Intense conservatism not only stagnates growth, it also has counterproductive tendencies. Jack County held the status of a "dry," no alcohol county for many years, and no one on the town leadership wished for that to change. Even as Jacksboro High School students became more assertive on alcohol consumption and drove to nearby Graford, in "wet" Palo Pinto County, incurring many DWI deaths along the way, the leadership would not relent. The staff member told me how, come election day, senile residents of local nursing homes would be almost pulled from their wheelchairs by the intensely conservative town leadership to vote on keeping Jack County dry.

Such harsh austerity and conservatism in the face of changing times drove Jacksboro inward. But, as the staff member told me, small town differences can be "like night and day" in Texas. Enter the town of Graham.

Graham
Located thirty miles West of Jacksboro on U.S. Hwy 380, Graham, TX is an out-of-the-way small town gem close to Possum Kingdom Lake. It does not have the major highway convergences of Jacksboro, nor any nearby forts of places of great historical note. Yet its population is currently double that of Jacksboro, and the town is thriving.

An aesthetic view of Graham places it far higher than its neighbor in Jack County. Graham claims to have the "largest town square in America," a square that is beautifully kept and lined with well-preserved storefronts. A crisp and shining memorial to veterans of all wars stands in front of the courthouse. The streets of Graham are clean and shaded, and stately old homes line the main roads. Civic pride radiates from every block. Graham possesses a far greater amount of business development as well.

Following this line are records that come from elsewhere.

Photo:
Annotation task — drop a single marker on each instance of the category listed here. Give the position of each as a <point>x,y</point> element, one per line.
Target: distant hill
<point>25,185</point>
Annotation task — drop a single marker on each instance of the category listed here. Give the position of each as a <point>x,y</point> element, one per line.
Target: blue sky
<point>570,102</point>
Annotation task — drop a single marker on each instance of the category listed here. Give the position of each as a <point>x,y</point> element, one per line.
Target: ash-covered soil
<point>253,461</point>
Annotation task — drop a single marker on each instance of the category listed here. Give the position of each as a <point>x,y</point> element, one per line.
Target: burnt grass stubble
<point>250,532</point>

The town leadership of Graham clearly brought in this outside investment and maintained a strong culture even as the forces of time threatened to siphon its livelihood away. The high school has a thriving theater department that regularly sends students to Texas colleges on scholarship in theater production. The town also recently attracted as its high school football coach Brad McCoy, father of former Texas Longhorns quarterback Colt McCoy. Colt's brother Case graduated from Graham High School and followed his brother to Austin. Graham is quintessential Texas.

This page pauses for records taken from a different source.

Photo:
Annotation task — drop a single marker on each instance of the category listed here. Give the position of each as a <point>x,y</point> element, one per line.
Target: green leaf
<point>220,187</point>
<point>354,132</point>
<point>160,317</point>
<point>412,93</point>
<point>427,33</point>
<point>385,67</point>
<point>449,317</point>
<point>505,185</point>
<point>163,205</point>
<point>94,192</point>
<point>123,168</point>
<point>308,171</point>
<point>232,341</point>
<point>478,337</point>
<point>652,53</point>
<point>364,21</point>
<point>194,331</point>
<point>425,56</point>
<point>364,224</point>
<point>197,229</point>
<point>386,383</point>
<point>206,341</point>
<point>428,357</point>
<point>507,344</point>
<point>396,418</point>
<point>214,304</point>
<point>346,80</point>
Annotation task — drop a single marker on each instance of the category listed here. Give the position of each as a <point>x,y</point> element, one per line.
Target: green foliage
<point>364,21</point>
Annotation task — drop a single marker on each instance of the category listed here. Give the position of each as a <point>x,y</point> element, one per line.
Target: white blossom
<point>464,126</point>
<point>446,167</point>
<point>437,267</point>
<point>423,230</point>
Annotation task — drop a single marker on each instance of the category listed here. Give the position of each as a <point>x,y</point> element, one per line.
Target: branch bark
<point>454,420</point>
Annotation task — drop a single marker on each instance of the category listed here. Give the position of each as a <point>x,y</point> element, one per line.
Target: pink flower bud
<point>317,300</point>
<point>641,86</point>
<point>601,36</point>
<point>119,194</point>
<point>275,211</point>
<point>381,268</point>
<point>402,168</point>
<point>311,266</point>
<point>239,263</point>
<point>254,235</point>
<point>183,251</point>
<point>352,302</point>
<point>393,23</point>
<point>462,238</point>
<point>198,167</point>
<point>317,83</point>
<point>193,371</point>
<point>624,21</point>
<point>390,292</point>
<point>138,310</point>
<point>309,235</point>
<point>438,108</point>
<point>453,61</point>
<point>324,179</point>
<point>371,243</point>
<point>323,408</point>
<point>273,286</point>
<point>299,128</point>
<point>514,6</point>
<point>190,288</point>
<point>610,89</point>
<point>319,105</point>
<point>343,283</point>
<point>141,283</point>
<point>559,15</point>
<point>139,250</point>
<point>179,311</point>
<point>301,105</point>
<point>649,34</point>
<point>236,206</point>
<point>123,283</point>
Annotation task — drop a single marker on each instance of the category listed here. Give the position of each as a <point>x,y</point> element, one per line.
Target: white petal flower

As Jacksboro's austerity drives it inward, Graham demonstrates what small town Texas must do to survive in a world that increasingly wants to pass it by. Flexible leadership that does not demand unreasonable opposition to business development, preserves the core identity of the town and welcomes outsiders (like the well-known Brad McCoy, unlike Jacksboro's reminder that its pastor of fifty years or more was an outsider) proves instrumental to a town's vitality.

A Lone or Lonely Star?

Texan identity, forged in independence and in the hardy souls of frontier settlers, can be best preserved in the small communities and county seats that dot the state. Just as the lonely Indian fighters sat at Fort Richardson in the 1870s, watching the frontier conflict pass them by, so too sits small town Texas. Will it despair, drive itself inwards, and desert? Or will it instead seize its moment of glory that it dreams for in earnest, even as human history dramatically molds the landscape all around in new and ever-changing ways? The souls of Texan folk must answer.